No, sprinter: I appreciate all advice. One thing that kind of freaked me out was when I asked her if she got pregnant on purpose and she said well kind of but kind of not. I really think her boyfriend believed she was taking birth control! :um That's so not cool. Then she tells me she still doesn't think it's going to work out with her boyfriend but that he's a good guy and will "support his kid". Woah. 

When I asked what was up, she said that she just really wants a child. Then she tells me she may not be pregnant, that she was only one day late!


----------



## pixiedust (Aug 11, 2005)

:fall Now explain to me again WHY you want to go out with this woman??? :hide


----------



## On the way (Feb 9, 2006)

living in darkness said:


> I didn't walk away from this, even though I said that I would.





> God, what is it about her that turns me on so much? I haven't had it this bad in a long time.


She's very good at seducing guys. She's kind of an addict, and you're one in a long line of "hits" for her.

You could go for it, just for the sex, but I wouldn't do it. First, she's toying around with the idea of pregnancy. Also, I think "getting off" with women like this messes up your sense of how to relate to women. You starting thinking of them only as sexual objects. Not a good road to go down, especially early in the game like you are. It'll set a bad tone and make you vulnerable to this sort of "addictive" relating for the rest of your life.

Watch out. If you have sex with this girl, you're headed for Jerry Springer.



> So, I feel like basically what's she's telling me is that I have a green light and she wants to jump ship.


She just told you she's pregnant, and you're still interested??? I know she took it back, but ... damn, listen to your anxiety on this one.



> I have a feeling that I'm going to get hurt really bad.

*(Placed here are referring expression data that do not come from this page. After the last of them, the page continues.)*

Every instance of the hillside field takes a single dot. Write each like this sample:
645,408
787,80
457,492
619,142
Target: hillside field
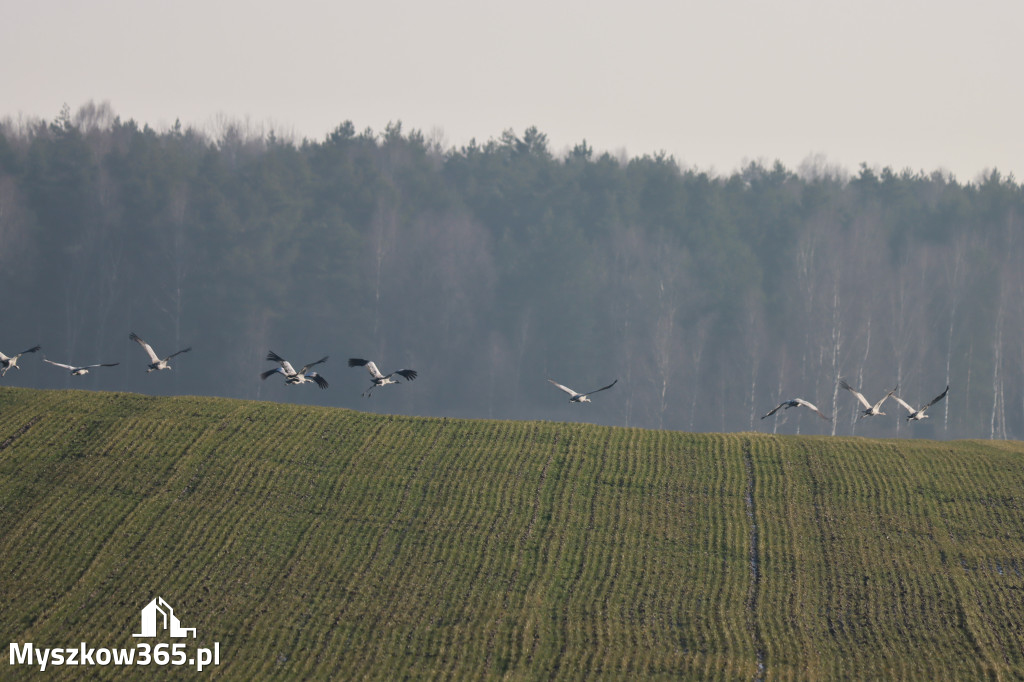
314,543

Maybe if somebody just tells me point blank why this is so bad, maybe I can find a way to back off.


Listen to your gut: this girl is dangerous. Like someone pointed out on p. 1, she's missing something you and I have and assume others have ... a conscience. She's a user.



> I do feel like I may be able to say no because of this other girl I met who is actually very sweet and shy but oh so cute. I think we would actually be good for each other.

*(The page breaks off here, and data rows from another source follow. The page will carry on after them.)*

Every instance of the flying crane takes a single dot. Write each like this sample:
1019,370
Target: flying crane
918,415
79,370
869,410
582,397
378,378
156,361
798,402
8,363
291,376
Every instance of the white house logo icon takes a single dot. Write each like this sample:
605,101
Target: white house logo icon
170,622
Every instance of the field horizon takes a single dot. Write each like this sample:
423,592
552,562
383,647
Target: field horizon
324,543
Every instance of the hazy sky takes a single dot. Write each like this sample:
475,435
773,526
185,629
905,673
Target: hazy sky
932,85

There you go. That girl would be good for you. The other one is ... I hesitate to use this word, but "evil."

Run, do not walk, to the nearest exit.

p.s. Omg, I missed this part when making my post:



> I asked her if she got pregnant on purpose and she said well kind of but kind of not.


AAAAAGGHGGHHGHGHGH!!!!!!!!!!!!!!!! RUN AWAY!!!!!!!!!!!!!!!!!! (crazy b1tch alert, ***, ***)


----------



## AstroFan (May 8, 2005)

pixiedust said:


> :fall Now explain to me again WHY you want to go out with this woman??? :hide


"sexy voice and long, sexy legs" 

But, yeah... sounds like trouble.


----------



## Futures (Aug 27, 2005)

After ressurecting this thread a couple months later, this girl still sounds just as crazy as before. :lol I don't really understand why she talks about her BF and says things like she might be pregnant. That's a really odd strategy for trying to get a guy. I don't get it. :stu I don't like people playing games like this. And once again, that would send up red flags for me, and I'd be pretty mad to.

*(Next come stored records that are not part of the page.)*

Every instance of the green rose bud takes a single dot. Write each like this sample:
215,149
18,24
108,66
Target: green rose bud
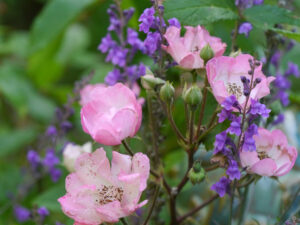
207,53
150,82
193,96
167,92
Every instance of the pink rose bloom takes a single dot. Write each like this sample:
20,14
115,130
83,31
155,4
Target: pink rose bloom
273,155
186,50
224,76
98,192
111,114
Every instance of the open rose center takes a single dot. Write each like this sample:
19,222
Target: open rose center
108,194
234,89
262,155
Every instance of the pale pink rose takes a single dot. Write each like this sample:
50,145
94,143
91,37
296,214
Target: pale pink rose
186,50
224,76
273,155
111,114
85,93
98,192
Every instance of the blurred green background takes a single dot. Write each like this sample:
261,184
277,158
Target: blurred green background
47,45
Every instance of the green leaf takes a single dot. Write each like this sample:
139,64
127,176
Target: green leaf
54,19
49,197
14,141
191,12
266,16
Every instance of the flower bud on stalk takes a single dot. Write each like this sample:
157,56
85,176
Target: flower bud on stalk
167,92
150,82
197,173
193,96
207,53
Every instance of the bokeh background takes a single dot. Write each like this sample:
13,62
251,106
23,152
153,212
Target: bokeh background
48,45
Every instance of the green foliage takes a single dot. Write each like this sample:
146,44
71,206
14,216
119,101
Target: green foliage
191,12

But it sounds like you've already decided to persue this...or your heart has. I don't really blame you, cuz as I breifly mentioned in my last post, I went down that path once before with a girl that was so beautiful that I couldn't resist, no matter what. When you have SA and you have no previous dating experience, then suddenly you land a chick that you consider to be like a supermodel...ya of course I'm gonna go for it. :lol But with me, all the red flags were there with the girl I went for. It was a bad situation from the beginning, but I was so blinded by her hotness, that I dove in head first anyway and layed my heart on the table. And sure enough, as soon as I did that, I got burned and things quickly dissolved, and I was left hurt.

I'm sure you'll continue on with this girl. Just do everything witnin your will power to put up a wall between her and your emotions.


----------



## On the way (Feb 9, 2006)

Well, if you do mess with this drama queen, just make sure not to sleep with her. No intercourse young man. If you do that, you may end up a "daddy" and linked to this whackjob for 18 years.


----------



## sprinter (Nov 22, 2003)

I'm uncomfortable with how this girl/woman is being called wacko etc. So maybe she thought she was pregnant but kind of jumped the gun and turned out she wasn't. :stu She's obviously just not sure about the guy she is with. She's not married to him so I don't see the big deal about that. 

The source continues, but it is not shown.